Notably, AMD kept the GPU core count at 32 CUs for the 490 and 485, down from the 40 CUs used on the refreshed Strix Halo 385 and 390. It's possible a further refresh could bring 40 CUs to the lower-end Gorgon Halo SKUs, but AMD hasn't indicated that yet.

What to watch next

With pre-orders opening in June and partner systems expected in Q3 2026, the next few months should clarify pricing for the full Halo box lineup and reveal which OEMs plan to ship Gorgon Halo machines. Benchmarks from independent reviewers will also be critical — AMD's own token-per-second claims, while promising, need real-world validation across diverse model sizes and inference patterns. If the 300B+ parameter LLM capability holds up, the Ryzen AI Max 400 could carve out a genuine niche for on-premises, x86-based AI inference at a price point below Nvidia's DGX Spark.

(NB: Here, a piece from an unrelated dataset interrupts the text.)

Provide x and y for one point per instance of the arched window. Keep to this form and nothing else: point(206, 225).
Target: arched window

Editorial SiliconFeed is an automated feed: facts are checked against sources; copy is normalized and lightly edited for readers.

FAQ

What are the three Ryzen AI Max 400 Pro SKUs and their key specs?
The lineup consists of the Ryzen AI Max+ Pro 495 (16C/32T, 5.2 GHz boost, 80 MB cache, 55 NPU TOPS, 40 GPU CUs), the Ryzen AI Max Pro 490 (12C/24T, 5 GHz boost, 76 MB cache, 50 NPU TOPS, 32 GPU CUs), and the Ryzen AI Max Pro 485 (8C/16T, 5 GHz boost, 40 MB cache, 50 NPU TOPS, 32 GPU CUs). All three support up to 192GB of unified memory with 160GB usable as VRAM.
How does the Ryzen AI Halo box compare to Nvidia's DGX Spark?
The Ryzen AI Halo starts at $3,999 with a Ryzen AI Max+ 395, 128GB unified memory, and 2TB storage, while the DGX Spark costs $4,700 with 128GB unified memory, Nvidia's GB10 chip, and 4TB storage. On Linux, AMD claims the Halo delivers up to 14% higher tokens per second on GLM 4.7 Flash 30B and up to 4% higher on Qwen 3.6 35B. The Halo also supports Windows, whereas the DGX Spark is Linux-only.
When will the Ryzen AI Halo be available and what's the break-even timeline?
AMD is opening pre-orders in June for the Ryzen AI Halo box with the Ryzen AI Max+ 395, priced starting at $3,999. Partner systems based on the Ryzen AI Max Pro 400 series are expected starting in Q3 2026. AMD estimates the box saves up to $750 per month versus cloud compute, breaking even after six months at six million tokens per day.